2. Library time. Have her take your DD to the library storytime and to play in the kids' section

3. Nature walks. Seeing the outdoors, exploring nature, this is very important.

4. Reading aloud - lots and LOTS of reading aloud. You can google to find 'top picture book lists' and have the nanny read to her for at least 15 minutes a day (if not longer)

5. Helping around the house - the more she can learn to do around the house, the more empowered and independent she will be as she grows. This includes how to clean, self-care, helping unload the dishwasher (my DS and DD's first chore was to put silverware in the drawer), etc...

6. Large muscle play - here are a bunch of sensory activities that many toddlers enjoy: http://mommypoppins.com/ny-kids/99-sensory-activities-for-any-child/

The nanny should also make sure to talk with your daughter - singing silly songs, rhyming, etc... She does NOT need to 'teach' letters/numbers/colors specifically - that will come up in natural conversation as they do life, play with puzzles, read books, etc...

JBaxter
02-15-2011, 10:50 AM
reading books and interactive play. Stacking blocks, playing with cars, repeating colors and shapes listen to music , dance toddler hid & seek just to name a few

Momof3Labs
02-15-2011, 12:14 PM
At that age, our nanny taught DS2 his letters as a normal part of his day. He had alphabet placemats and dishes, and they would play games and talk about the letters at meals and such. Lots of books. Gross motor skills are important, too - climbing and running outside, etc. Songs are great, including finger play. Shapes are easy for them to pick up at that age, too.

sste
02-15-2011, 12:59 PM
At that age my DS was all about music and books (and cars, cars, cars but I bet that is not what you had in mind). Katigre's list is wonderful and I agree with all of that. But, our most helpful activity was music - - we did it at home and we also had the nanny take DS to a toddler music class. It def. helped him build language (alot of speech therapists strongly rec. it for this reason), it had gross motor aspects, it introduced him to the idea of directions and nudged him toward following them once in a while (!), and last but not least he had a blast.

Cuckoomamma
02-15-2011, 01:02 PM
It's all about the luxury of having someone give her that one on one attention. I'd milk it for all it's worth. So, absolutely anything the nanny says and does that is interactive (which could just be actively listening to dd) is where it's at. A child who feels important and that others are interested in her will learn everything in its own time.
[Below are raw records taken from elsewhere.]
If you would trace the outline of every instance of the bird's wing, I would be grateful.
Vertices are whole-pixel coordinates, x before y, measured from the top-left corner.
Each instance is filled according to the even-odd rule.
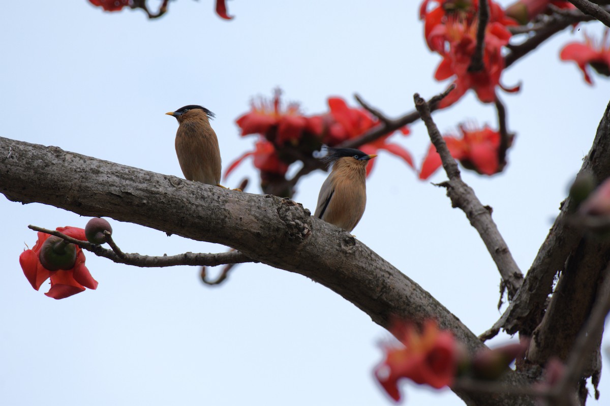
[[[331,177],[329,176],[322,184],[322,187],[320,190],[320,194],[318,196],[318,205],[315,208],[314,216],[318,218],[322,218],[328,204],[331,202],[332,194],[335,193],[335,188],[331,185]]]

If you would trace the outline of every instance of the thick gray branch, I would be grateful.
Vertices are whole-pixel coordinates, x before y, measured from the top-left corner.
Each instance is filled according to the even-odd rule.
[[[610,176],[610,104],[606,109],[593,146],[585,158],[580,173],[593,174],[598,181]],[[550,294],[553,279],[565,268],[570,254],[580,244],[581,230],[570,221],[575,204],[567,198],[555,219],[538,255],[528,271],[523,284],[494,329],[503,327],[510,334],[517,332],[531,335],[542,318]],[[598,252],[596,256],[601,256]]]
[[[440,186],[447,188],[447,196],[451,199],[453,206],[462,209],[470,224],[479,232],[498,267],[503,283],[508,289],[509,298],[512,299],[523,283],[523,276],[492,218],[490,210],[481,203],[472,188],[462,180],[458,163],[451,156],[432,120],[428,105],[419,94],[415,93],[413,97],[415,107],[422,115],[430,140],[440,155],[443,168],[449,177],[449,180],[443,182]]]
[[[0,137],[0,193],[85,216],[129,221],[223,244],[253,260],[329,288],[389,328],[393,316],[434,318],[469,351],[483,344],[428,292],[349,233],[292,201],[187,181]],[[505,381],[523,385],[516,373]],[[458,394],[472,405],[533,405],[526,397]]]

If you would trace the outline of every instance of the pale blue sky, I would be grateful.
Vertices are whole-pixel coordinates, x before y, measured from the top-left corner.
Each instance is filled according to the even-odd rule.
[[[0,15],[0,135],[182,176],[173,146],[177,124],[164,113],[182,105],[216,113],[226,166],[254,139],[239,137],[235,119],[251,98],[269,96],[277,86],[307,113],[325,111],[331,95],[353,105],[357,92],[392,116],[413,109],[414,93],[428,98],[448,84],[432,79],[440,59],[424,44],[418,4],[228,4],[236,16],[231,21],[213,12],[212,0],[171,2],[157,21],[139,10],[104,13],[86,0],[7,2]],[[600,24],[582,27],[602,30]],[[493,207],[524,272],[610,94],[606,79],[595,76],[589,87],[575,65],[559,60],[562,45],[581,35],[554,37],[506,71],[505,85],[522,84],[517,95],[501,95],[517,132],[509,165],[491,178],[464,173]],[[467,119],[497,125],[493,107],[470,94],[434,116],[443,130]],[[419,165],[428,135],[421,123],[411,130],[395,140]],[[486,330],[500,315],[500,278],[476,232],[443,190],[417,180],[393,155],[382,152],[376,159],[367,211],[354,233],[475,333]],[[224,183],[235,187],[244,176],[253,181],[248,191],[260,193],[251,161]],[[295,199],[314,208],[324,178],[320,172],[304,179]],[[438,173],[431,180],[444,179]],[[390,404],[371,377],[387,333],[303,276],[248,264],[210,288],[196,268],[140,269],[87,254],[98,289],[54,301],[43,294],[45,285],[32,289],[19,266],[19,254],[36,240],[27,226],[84,227],[88,219],[3,197],[0,218],[0,404]],[[225,250],[109,219],[127,252]],[[600,404],[610,396],[609,382],[602,377]],[[450,391],[404,389],[408,404],[463,404]]]

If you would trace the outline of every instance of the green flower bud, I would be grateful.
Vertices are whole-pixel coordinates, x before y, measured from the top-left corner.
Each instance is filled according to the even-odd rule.
[[[108,221],[99,217],[91,219],[85,226],[85,235],[87,240],[93,244],[104,244],[106,242],[106,238],[104,235],[104,231],[112,234],[112,227]]]
[[[38,259],[48,271],[71,269],[76,262],[76,246],[52,235],[43,243]]]

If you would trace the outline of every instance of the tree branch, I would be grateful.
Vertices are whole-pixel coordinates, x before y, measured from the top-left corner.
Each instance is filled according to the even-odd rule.
[[[440,155],[443,168],[449,177],[448,181],[440,186],[447,188],[447,196],[451,199],[453,207],[462,209],[470,224],[479,232],[506,285],[509,299],[512,299],[523,282],[523,274],[492,219],[490,210],[483,206],[472,188],[462,180],[458,163],[451,157],[434,124],[428,104],[417,93],[414,96],[414,99],[415,107],[426,124],[430,140]]]
[[[11,153],[9,154],[9,151]],[[0,137],[0,193],[85,216],[112,217],[237,249],[253,260],[301,274],[390,328],[396,317],[431,318],[472,352],[483,344],[429,293],[349,233],[290,200],[222,189]],[[525,385],[508,373],[504,380]],[[533,405],[527,398],[466,394],[470,404]]]
[[[562,10],[561,13],[555,12],[552,16],[547,18],[546,22],[536,25],[536,34],[534,35],[521,44],[509,45],[506,47],[511,52],[504,57],[504,68],[508,68],[549,38],[572,24],[591,21],[594,20],[595,20],[594,17],[578,10]]]
[[[610,14],[597,4],[587,0],[569,0],[578,10],[601,21],[606,27],[610,27]]]
[[[453,88],[453,85],[451,85],[449,87],[447,90],[445,90],[443,93],[430,98],[430,101],[428,102],[428,104],[429,106],[431,112],[434,112],[438,108],[439,102],[442,100],[445,96],[447,96],[447,93],[451,91],[450,89]],[[393,131],[396,131],[396,130],[404,127],[407,124],[415,123],[420,118],[419,113],[415,110],[414,112],[411,112],[411,113],[407,113],[398,118],[389,118],[382,114],[379,110],[374,109],[370,106],[368,106],[368,105],[364,104],[364,102],[362,100],[362,99],[360,98],[359,96],[357,97],[358,98],[357,100],[358,100],[359,102],[360,102],[361,104],[362,104],[362,106],[369,112],[379,118],[381,123],[378,126],[371,129],[357,138],[352,138],[341,143],[341,144],[337,146],[337,148],[357,148],[361,145],[372,142],[377,138]],[[383,118],[382,118],[382,117]]]
[[[98,244],[93,244],[87,241],[77,240],[69,235],[66,235],[55,230],[48,230],[35,226],[28,226],[27,228],[34,231],[40,231],[63,238],[68,243],[76,244],[83,249],[86,249],[98,255],[107,258],[117,263],[124,263],[127,265],[141,266],[142,268],[162,268],[163,266],[175,266],[176,265],[207,265],[216,266],[228,263],[238,263],[252,262],[252,260],[239,251],[229,251],[218,254],[193,254],[185,252],[177,255],[163,255],[162,257],[151,257],[142,255],[139,254],[126,254],[114,243],[112,238],[109,239],[109,245],[112,247],[112,250],[106,249]],[[107,238],[110,236],[107,235]]]
[[[470,59],[468,72],[480,72],[485,68],[483,54],[485,52],[485,30],[489,21],[489,4],[487,0],[479,1],[479,19],[476,28],[476,48]]]
[[[596,179],[610,176],[610,103],[597,127],[593,145],[585,157],[579,174],[590,173]],[[544,315],[553,279],[565,269],[570,254],[583,237],[581,227],[571,221],[576,204],[568,198],[561,205],[559,215],[542,243],[514,300],[490,332],[503,328],[509,334],[520,332],[531,336]],[[597,255],[596,255],[597,256]]]

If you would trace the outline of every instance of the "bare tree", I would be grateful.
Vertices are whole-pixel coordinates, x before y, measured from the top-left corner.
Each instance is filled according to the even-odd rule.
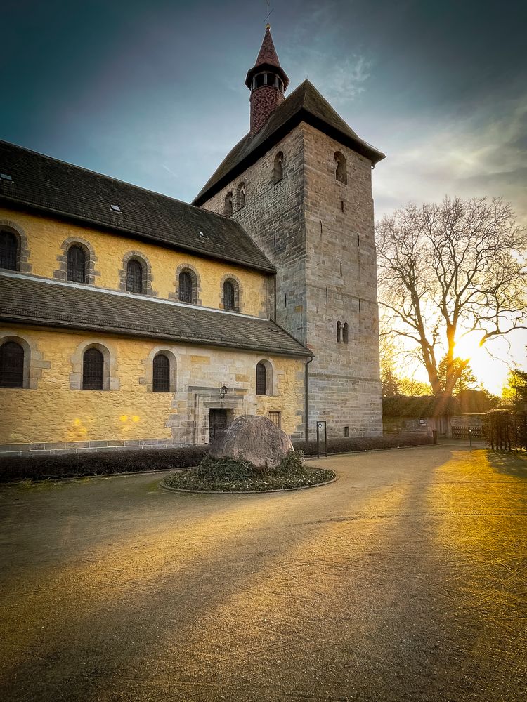
[[[406,339],[434,394],[450,397],[469,361],[454,361],[461,336],[480,331],[483,345],[524,326],[525,230],[501,198],[445,197],[384,217],[377,244],[384,333]]]

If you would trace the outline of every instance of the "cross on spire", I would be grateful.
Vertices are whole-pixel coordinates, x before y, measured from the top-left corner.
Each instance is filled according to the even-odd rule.
[[[266,19],[266,29],[271,29],[271,25],[269,24],[269,15],[273,12],[273,11],[275,9],[274,8],[273,8],[273,10],[270,10],[269,9],[270,5],[271,5],[271,3],[269,2],[269,0],[267,0],[267,18]]]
Don't look for proof that she's learning, just look for emotional well-being.

If your nanny gets a little stumped on what to do, she can always do things like bake, garden, feed the ducks, even grocery shop, provided that the emphasis is on the interaction and not on accomplishing the end result. It doesn't matter if the ducks actually get the bread that dd tosses, just that dd has a pleasant experience and absorbs where ducks live, what they eat, how they move their bodies, and on and on. It's all about the process, not the product (meaning the end result of whatever the activity is about). No quizzing, just talking back and forth.

smilequeen
02-15-2011, 01:05 PM
I would not ask her to do a whole lot of actual teaching.

I would provide her with great toys that help your child to learn. A lot of book reading. Puzzles. Stacking toys. Arts and Crafts. Etc. All of those can help reinforce colors, letters, numbers, etc. pretty easily.

I would have her help your child with her independence. Consider putting cups in a low cabinet so she can get her own when she's thirsty. Put a hook low enough for her to hang up her own coat. Things like that.

You could sign them up for a class...gymboree, little gym, kindermusik, etc.

You could encourage them to go to story time at the library/Barnes and Noble/Borders

Take walks, enjoy the outdoors, go to the park.